DEIR AL-BALAH, Gaza Strip >> Israeli strikes over the past 24 hours killed at least 38 people in Gaza, including children, local health officials said Sunday, with no data available for a second straight day from now-inaccessible hospitals in the north.

Further details emerged of the Palestinian doctor who lost nine of her 10 children in an Israeli strike on Friday.

Gaza’s Health Ministry said 3,785 people have been killed since Israel ended a ceasefire in March, vowing to destroy Hamas and return the 58 hostages it still holds from the Oct. 7, 2023, attack that triggered the war. Hamas has said it will only release the hostages in exchange for a lasting ceasefire and an Israeli withdrawal.

Israel also blocked all food, medicine and fuel from entering Gaza for 2 1/2 months before letting a trickle of aid enter last week, after experts’ warnings of famine and pressure from some of Israel’s top allies.

U.S. Homeland Security Secretary Kristi Noem was visiting Israel on Sunday and was meeting with Prime Minister Benjamin Netanyahu.

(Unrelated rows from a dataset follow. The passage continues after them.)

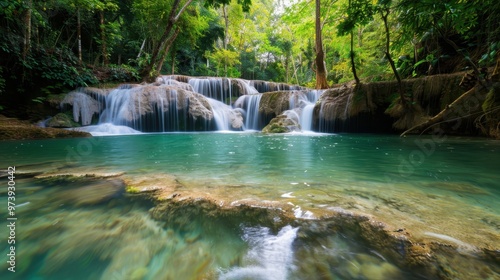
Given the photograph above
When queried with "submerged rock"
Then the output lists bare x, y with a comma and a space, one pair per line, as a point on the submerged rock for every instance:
84, 106
281, 124
61, 120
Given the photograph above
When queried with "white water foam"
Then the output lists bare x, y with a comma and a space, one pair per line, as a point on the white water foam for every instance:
270, 256
107, 129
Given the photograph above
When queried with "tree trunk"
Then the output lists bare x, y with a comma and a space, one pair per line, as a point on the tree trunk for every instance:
226, 36
79, 35
389, 57
168, 45
104, 47
172, 19
27, 29
321, 82
142, 48
448, 109
353, 64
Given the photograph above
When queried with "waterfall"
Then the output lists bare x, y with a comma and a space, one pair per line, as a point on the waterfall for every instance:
182, 103
216, 88
84, 106
226, 118
302, 103
250, 104
270, 256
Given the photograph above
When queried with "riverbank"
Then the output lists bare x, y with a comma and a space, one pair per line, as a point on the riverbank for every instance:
433, 221
15, 129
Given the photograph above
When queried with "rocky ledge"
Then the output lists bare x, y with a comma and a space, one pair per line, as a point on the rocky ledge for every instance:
14, 129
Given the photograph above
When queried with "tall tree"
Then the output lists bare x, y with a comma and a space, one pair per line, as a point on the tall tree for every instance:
321, 82
177, 8
384, 9
358, 13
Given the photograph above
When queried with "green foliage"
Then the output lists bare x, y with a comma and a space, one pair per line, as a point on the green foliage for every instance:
61, 67
122, 73
358, 12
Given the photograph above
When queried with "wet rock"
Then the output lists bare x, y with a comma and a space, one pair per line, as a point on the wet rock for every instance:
84, 106
61, 120
281, 124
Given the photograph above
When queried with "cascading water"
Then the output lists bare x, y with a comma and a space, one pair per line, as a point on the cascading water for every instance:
181, 103
250, 104
215, 88
303, 104
270, 256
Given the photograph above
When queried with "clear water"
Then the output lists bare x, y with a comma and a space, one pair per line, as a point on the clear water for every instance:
91, 229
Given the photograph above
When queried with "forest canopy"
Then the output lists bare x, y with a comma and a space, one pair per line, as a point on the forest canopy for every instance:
52, 46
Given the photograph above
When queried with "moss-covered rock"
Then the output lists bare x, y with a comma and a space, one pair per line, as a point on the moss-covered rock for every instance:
61, 120
14, 129
281, 124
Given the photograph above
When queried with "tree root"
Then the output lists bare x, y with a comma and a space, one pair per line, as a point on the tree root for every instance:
453, 107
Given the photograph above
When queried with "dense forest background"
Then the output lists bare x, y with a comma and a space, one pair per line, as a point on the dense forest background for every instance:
53, 46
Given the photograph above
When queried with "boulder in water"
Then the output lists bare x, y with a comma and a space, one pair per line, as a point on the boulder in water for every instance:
282, 124
61, 120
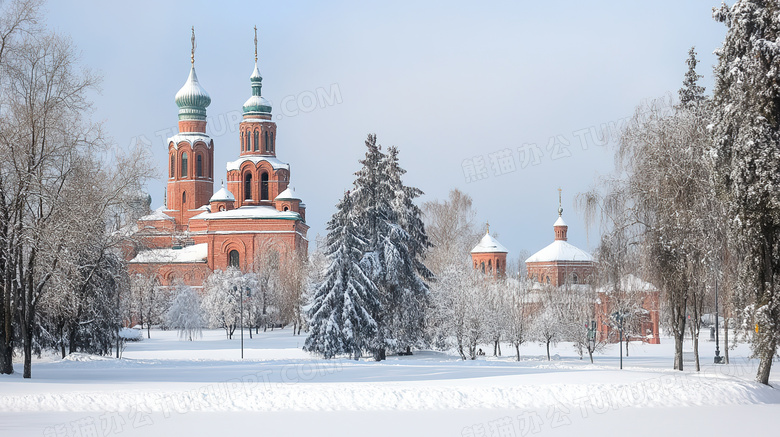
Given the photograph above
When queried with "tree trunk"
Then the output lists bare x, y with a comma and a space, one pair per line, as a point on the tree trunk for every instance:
725, 339
6, 357
678, 344
765, 365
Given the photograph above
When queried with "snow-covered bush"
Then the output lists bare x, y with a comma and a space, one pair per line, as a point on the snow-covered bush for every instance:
185, 313
131, 334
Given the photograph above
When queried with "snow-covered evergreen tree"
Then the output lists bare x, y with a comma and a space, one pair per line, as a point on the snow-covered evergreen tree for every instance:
185, 313
341, 314
747, 151
396, 241
691, 94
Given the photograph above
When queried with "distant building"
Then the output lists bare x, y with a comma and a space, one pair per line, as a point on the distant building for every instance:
489, 256
560, 262
256, 218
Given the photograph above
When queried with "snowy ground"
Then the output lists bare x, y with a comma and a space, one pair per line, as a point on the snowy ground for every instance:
163, 385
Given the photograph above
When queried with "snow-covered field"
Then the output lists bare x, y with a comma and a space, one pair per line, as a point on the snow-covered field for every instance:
163, 386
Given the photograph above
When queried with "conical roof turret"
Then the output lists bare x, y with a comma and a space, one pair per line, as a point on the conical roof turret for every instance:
257, 105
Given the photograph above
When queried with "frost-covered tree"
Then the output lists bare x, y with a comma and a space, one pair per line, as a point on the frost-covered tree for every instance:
746, 129
150, 301
48, 144
185, 313
520, 314
395, 243
547, 327
451, 226
459, 314
221, 304
341, 314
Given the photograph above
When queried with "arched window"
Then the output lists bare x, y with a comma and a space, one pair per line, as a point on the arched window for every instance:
248, 186
264, 186
233, 258
184, 164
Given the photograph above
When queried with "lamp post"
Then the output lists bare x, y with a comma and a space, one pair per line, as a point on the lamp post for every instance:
240, 317
618, 316
718, 358
241, 313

Israel is pursuing a new U.S.-backed plan to control all aid to Gaza, which the United Nations has rejected. U.N. World Food Program executive director Cindy McCain told CBS she has not seen evidence to support Israel’s claims that Hamas is responsible for the looting of aid trucks. “These people are desperate, and they see a World Food Program truck coming in and they run for it,” she said.

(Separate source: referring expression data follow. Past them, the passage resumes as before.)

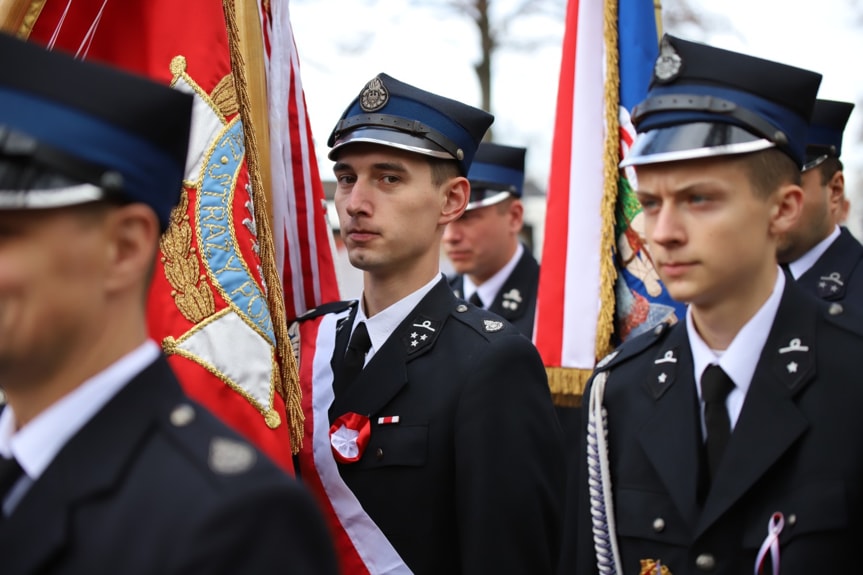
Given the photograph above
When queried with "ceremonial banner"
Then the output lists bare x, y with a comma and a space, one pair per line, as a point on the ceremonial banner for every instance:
597, 284
210, 306
302, 234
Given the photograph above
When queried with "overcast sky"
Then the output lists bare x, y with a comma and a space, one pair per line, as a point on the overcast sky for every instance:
344, 43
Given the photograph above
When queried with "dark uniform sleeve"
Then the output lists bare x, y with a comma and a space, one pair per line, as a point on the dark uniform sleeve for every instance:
272, 529
510, 464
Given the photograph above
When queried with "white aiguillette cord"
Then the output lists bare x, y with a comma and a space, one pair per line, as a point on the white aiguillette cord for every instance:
599, 481
84, 48
771, 543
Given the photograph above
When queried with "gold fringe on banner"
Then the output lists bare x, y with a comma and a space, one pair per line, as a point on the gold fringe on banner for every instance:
18, 16
247, 64
567, 385
611, 176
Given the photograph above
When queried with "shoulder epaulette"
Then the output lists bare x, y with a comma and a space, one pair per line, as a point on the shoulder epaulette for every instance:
633, 347
217, 450
843, 315
481, 320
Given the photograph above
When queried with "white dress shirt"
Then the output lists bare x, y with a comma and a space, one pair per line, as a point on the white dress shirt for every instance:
385, 322
489, 288
36, 444
741, 357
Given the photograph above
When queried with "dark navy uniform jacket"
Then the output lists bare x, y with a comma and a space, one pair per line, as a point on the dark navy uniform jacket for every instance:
838, 273
516, 300
136, 493
471, 479
797, 449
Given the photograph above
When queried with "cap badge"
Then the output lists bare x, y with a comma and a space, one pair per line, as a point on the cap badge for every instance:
668, 63
349, 436
374, 96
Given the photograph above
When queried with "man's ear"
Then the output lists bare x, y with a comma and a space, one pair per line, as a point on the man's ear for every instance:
516, 216
133, 233
786, 210
836, 192
455, 200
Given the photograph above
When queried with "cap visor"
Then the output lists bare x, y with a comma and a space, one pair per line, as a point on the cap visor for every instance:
391, 138
488, 198
691, 141
52, 198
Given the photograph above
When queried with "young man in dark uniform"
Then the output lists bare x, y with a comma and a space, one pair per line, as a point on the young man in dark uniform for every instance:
729, 443
430, 432
821, 256
495, 270
106, 466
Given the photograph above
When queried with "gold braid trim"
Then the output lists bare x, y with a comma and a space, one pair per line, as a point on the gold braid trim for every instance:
192, 294
19, 16
567, 385
290, 384
611, 158
224, 97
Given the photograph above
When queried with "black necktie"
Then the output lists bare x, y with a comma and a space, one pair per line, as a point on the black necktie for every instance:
715, 387
355, 356
10, 472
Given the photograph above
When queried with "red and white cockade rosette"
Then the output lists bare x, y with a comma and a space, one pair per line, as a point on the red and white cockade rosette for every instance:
349, 436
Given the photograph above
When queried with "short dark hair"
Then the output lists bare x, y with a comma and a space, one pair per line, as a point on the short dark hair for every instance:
770, 169
828, 168
443, 170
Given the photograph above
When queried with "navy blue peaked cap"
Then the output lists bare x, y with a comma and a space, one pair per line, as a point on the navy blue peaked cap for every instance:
704, 101
497, 172
826, 127
105, 133
392, 113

COGAT, the Israeli defense body overseeing aid for Gaza, said 107 trucks of aid entered Sunday. The U.N. has called the rate far from enough. About 600 trucks a day entered during the ceasefire.

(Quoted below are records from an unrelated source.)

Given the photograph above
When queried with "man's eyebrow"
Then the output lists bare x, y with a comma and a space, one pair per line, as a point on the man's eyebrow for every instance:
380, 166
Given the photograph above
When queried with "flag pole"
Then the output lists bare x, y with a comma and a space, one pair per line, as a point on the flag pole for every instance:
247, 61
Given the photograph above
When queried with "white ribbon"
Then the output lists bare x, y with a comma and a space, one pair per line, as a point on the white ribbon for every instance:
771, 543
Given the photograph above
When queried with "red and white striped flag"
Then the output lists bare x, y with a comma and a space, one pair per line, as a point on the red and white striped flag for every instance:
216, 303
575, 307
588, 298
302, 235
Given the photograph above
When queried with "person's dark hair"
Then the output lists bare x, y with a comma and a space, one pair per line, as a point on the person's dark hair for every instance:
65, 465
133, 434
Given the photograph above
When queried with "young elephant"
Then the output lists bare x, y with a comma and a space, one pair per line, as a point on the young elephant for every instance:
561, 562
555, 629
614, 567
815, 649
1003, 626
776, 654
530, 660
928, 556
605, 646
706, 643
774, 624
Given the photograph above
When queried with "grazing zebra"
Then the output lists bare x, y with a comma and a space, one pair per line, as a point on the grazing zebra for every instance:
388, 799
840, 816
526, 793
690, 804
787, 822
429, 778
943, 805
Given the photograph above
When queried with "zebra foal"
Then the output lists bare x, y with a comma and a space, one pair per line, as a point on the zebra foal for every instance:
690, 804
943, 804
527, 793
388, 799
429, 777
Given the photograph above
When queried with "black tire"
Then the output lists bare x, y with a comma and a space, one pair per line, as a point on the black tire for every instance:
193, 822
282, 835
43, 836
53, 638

Israel also says it plans to seize full control of Gaza and facilitate what it describes as the voluntary migration of its over 2 million population, a plan rejected by Palestinians and much of the international community.

More on killing of doctor’s 9 children

In Friday’s strike, only one of pediatrician Alaa al-Najjar’s 10 children survived at their home near the southern city of Khan Younis. The 11-year-old and al-Najjar’s husband, also a doctor, were badly hurt.

The children’s charred remains were put in a single body bag, said a fellow pediatrician at Nasser Hospital, Alaa al-Zayan.

The home was struck minutes after Hamdi al-Najjar had driven his wife to the hospital. His brother, Ismail al-Najjar, was first to arrive at the scene.

“They were innocent children,” the brother said, the youngest 7 months old. “And my brother has no business with (Palestinian) factions.”

Israel has said “the claim regarding harm to uninvolved civilians is under review.” It blames Hamas for civilian deaths because it operates in densely populated areas.